What is striking about Trump is how openly corrupt he is in other ways. Does that make him distinct from other leaders?

Yeah, but I think that this kind of corruption is consistent with Trump’s brand. He’s known as a successful businessman. Whether he is or not is a different question. But that’s the reputation. And he’s made a career out of taking advantage of opportunities, or, at least, this is the way he portrays it, and that that’s part of what makes him successful. So the openness of the corruption is partly just a flouting of all the rules, for which he gets a lot of credit with his base anyway. Some of it is also building on the brand that somebody really smart will take advantage of whatever opportunity is presented to them.

Now, that’s really different from someone like Orbán or someone like Putin. They came to power as anti-corruption figures determined to turn around economies that had basically collapsed. They couldn’t be seen to be skimming off the top. So what happens in Hungary is that very little of Orbán’s fortune is held in Orbán’s name. Instead, his friend from school, a guy whose name is Lőrinc Mészáros, who was a manual worker, has now become the richest man in Hungary. How has he become rich? He’s become rich off of state contracts, and his nickname is Orban’s Walking Wallet. He’s the thing into which Orbán sticks his cash. It is not in Orbán’s name. He goes to great lengths to hide the wealth that he’s accumulating by virtue of being an autocrat.

Putin is much the same. He has these villas that drones have discovered, and a lot of offshore wealth, which is really hard to document because of the complex way in which it’s kept.
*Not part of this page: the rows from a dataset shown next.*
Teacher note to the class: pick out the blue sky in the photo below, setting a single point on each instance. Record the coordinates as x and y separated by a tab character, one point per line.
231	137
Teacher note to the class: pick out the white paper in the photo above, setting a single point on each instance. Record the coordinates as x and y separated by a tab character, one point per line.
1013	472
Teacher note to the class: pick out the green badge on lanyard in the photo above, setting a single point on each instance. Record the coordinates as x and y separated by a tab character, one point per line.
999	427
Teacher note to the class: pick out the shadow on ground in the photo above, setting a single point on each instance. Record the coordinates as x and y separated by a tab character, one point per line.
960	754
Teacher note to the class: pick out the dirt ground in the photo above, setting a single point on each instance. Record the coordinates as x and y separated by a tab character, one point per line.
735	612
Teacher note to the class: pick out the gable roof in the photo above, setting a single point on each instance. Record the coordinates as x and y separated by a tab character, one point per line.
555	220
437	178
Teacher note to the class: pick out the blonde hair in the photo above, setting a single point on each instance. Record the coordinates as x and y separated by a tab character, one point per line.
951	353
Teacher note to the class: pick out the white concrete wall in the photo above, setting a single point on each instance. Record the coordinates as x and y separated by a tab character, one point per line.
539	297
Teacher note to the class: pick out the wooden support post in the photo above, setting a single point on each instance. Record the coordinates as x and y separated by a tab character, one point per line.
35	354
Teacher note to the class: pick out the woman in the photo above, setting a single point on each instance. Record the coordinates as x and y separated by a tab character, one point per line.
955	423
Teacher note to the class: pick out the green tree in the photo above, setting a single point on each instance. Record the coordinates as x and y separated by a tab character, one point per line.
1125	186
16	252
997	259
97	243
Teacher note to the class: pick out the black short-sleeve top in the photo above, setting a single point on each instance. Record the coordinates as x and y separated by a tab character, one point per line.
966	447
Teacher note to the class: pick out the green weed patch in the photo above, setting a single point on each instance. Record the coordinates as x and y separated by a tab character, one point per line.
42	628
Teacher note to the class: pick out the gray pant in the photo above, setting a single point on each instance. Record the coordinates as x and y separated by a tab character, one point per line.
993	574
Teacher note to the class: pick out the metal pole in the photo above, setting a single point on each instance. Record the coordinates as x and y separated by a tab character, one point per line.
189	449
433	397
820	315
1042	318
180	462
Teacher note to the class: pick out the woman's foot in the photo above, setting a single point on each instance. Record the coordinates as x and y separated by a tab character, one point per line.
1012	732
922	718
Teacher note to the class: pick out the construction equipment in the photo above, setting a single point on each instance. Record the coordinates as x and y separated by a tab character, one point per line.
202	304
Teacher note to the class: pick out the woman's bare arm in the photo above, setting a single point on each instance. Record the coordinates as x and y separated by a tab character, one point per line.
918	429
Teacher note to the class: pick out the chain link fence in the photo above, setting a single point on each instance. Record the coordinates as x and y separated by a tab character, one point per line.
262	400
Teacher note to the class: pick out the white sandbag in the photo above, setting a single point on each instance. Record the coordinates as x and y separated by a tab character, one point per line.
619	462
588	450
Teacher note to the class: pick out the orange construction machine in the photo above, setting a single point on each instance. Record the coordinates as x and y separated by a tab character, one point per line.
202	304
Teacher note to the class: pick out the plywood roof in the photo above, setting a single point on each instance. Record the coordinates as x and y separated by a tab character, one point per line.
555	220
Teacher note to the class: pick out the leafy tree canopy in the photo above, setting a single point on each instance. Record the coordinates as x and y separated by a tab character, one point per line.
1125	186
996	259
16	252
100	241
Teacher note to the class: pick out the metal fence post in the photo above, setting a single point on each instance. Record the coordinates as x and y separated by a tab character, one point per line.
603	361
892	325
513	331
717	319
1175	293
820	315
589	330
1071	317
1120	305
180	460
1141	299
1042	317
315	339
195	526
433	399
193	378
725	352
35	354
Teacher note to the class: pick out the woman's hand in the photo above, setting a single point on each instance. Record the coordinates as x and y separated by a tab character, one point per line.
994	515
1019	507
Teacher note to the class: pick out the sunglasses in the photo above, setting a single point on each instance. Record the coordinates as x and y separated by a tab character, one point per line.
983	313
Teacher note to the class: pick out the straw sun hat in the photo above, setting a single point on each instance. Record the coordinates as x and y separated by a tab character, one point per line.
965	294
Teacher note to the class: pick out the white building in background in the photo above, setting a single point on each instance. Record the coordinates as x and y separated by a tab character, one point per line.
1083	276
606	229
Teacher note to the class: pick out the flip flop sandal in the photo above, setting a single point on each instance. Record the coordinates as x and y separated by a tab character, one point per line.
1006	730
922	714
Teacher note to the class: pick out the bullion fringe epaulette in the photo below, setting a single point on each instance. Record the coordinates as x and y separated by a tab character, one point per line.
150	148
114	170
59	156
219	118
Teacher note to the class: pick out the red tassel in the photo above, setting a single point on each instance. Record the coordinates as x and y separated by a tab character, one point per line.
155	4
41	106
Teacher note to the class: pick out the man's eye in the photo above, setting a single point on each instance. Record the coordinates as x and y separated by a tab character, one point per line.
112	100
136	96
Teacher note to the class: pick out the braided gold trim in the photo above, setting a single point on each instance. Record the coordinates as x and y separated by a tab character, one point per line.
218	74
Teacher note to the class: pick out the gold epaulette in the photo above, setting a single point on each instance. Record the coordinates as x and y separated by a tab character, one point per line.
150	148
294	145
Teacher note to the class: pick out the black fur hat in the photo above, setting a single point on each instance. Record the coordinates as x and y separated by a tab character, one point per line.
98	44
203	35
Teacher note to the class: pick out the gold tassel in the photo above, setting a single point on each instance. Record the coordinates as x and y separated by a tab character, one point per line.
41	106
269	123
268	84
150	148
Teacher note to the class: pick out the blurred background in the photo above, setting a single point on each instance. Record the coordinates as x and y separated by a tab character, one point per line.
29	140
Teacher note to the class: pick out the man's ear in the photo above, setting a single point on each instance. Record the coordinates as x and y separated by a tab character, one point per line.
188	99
But these autocrats’ corruption is hidden because it’s not consistent with their brand. So, I think it varies, but Trump is really one of a kind in the sense of being so out in the open about violating all the ethics rules that this government has.

Trump is arguing that the system is corrupt and rigged, but he’s essentially saying, reading both between the lines and not between the lines, that it’s rigged in favor of other people. And these other people tend not to be his base. So I’m curious about the degree to which that’s true in the countries you’ve studied—that it becomes hard to separate out corruption as a rhetorical issue from other cultural issues or resentments.

I think this is absolutely true in India, and to some extent in the U.S., where the corruption narrative is that there are all these undeserving people who are getting stuff that you should be getting. And that I, the leader, will redirect that stuff to you. Another thing about Modi, though, is that his whole brand is to look pious, and to look like he’s the kind of man for whom money is the least important thing in life. So it would be completely scandalous to discover that he’s skimming money off the top.